With Wale, what you see is what it is and what you get: no deceit, no forming, no embellishments and no showmanship. He is down to earth, authenticity is his middle name.

What else about Wale?

He is a drummer. He is skilful in beating the Yoruba traditional talking drum. He can use the talking drum to make complete statements and proverbs. At the same time, he is a good dancer.

All told, by Wale’s appointment as the new Comptroller General of Customs Service, President Bola Ahmed Tinubu is putting a round peg in a round hole. PBAT has appointed a versatile, academically sound and experienced professional with an impeccable character, visionary, tested and trusted, results-oriented turnaround leader as the new class captain of the Nigeria Customs Service. As Wale had done with all the past class captain roles he held, he will not fail to reposition the NCS to make it globally competitive.

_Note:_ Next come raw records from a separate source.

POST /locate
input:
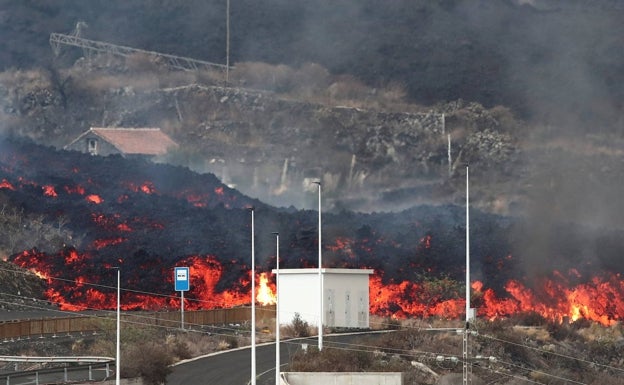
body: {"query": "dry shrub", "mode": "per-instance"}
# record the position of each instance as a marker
(26, 80)
(150, 360)
(392, 93)
(349, 91)
(264, 76)
(331, 360)
(297, 328)
(606, 379)
(310, 80)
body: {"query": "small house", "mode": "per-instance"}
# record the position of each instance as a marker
(345, 299)
(128, 142)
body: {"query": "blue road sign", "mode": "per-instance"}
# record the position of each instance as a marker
(182, 278)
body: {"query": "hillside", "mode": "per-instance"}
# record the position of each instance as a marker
(384, 105)
(544, 59)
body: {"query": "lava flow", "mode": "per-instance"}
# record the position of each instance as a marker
(146, 219)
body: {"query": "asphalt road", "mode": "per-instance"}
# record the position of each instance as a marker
(233, 367)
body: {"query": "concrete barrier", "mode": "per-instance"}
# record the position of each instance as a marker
(342, 378)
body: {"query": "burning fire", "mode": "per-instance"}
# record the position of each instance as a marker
(265, 292)
(146, 228)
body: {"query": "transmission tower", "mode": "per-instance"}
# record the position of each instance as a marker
(92, 46)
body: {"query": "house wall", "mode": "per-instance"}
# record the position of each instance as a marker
(103, 147)
(345, 302)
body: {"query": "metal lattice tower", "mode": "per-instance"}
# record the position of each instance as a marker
(92, 46)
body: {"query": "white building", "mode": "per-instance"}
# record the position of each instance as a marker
(345, 301)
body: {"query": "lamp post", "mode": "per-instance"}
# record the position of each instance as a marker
(118, 340)
(277, 357)
(320, 326)
(467, 368)
(253, 300)
(227, 42)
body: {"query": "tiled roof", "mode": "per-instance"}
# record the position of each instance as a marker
(147, 141)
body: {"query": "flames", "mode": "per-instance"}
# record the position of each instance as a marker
(147, 228)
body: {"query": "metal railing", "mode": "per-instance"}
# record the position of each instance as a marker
(45, 327)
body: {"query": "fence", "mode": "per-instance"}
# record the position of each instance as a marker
(92, 323)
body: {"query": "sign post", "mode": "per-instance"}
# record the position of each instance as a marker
(182, 280)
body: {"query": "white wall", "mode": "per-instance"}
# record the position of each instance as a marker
(345, 302)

I strongly believe Wale would make our generation proud. He owes Nigeria, he owes the Commander in Chief, and Wale owes our generation to raise the bar of quality public service delivery, that it is possible and it can be done!

Having known Wale for about 40 years, I have zero doubt that the new Comptroller General will make a positive difference in MOVING FORWARD to the Nigeria Customs Service.

Wale knows the enormity of expectations from different sources concerning the new task at hand, but since everything Wale touched in the past had turned to gold, the NCS under his watch will witness a phenomenal transformation in the months and years ahead.

We can only add that: may the invisible, most powerful and benevolent God be with him and crown his transformation agenda with a resounding success.

Nigeria is beginning to smell different, as HOPE that JAPA eight years ago suddenly returned to Nigeria from exile three weeks ago. Hope had been hibernating for the past eight years in a foreign territory. The quality of appointments made by PBAT so far is why Hope is back in Nigeria. When the likes of Wale are tapped for national service, which is absolutely based on their competence and professionalism, a radical departure from what we had in the recent past, then there is hope for Hope’s second coming.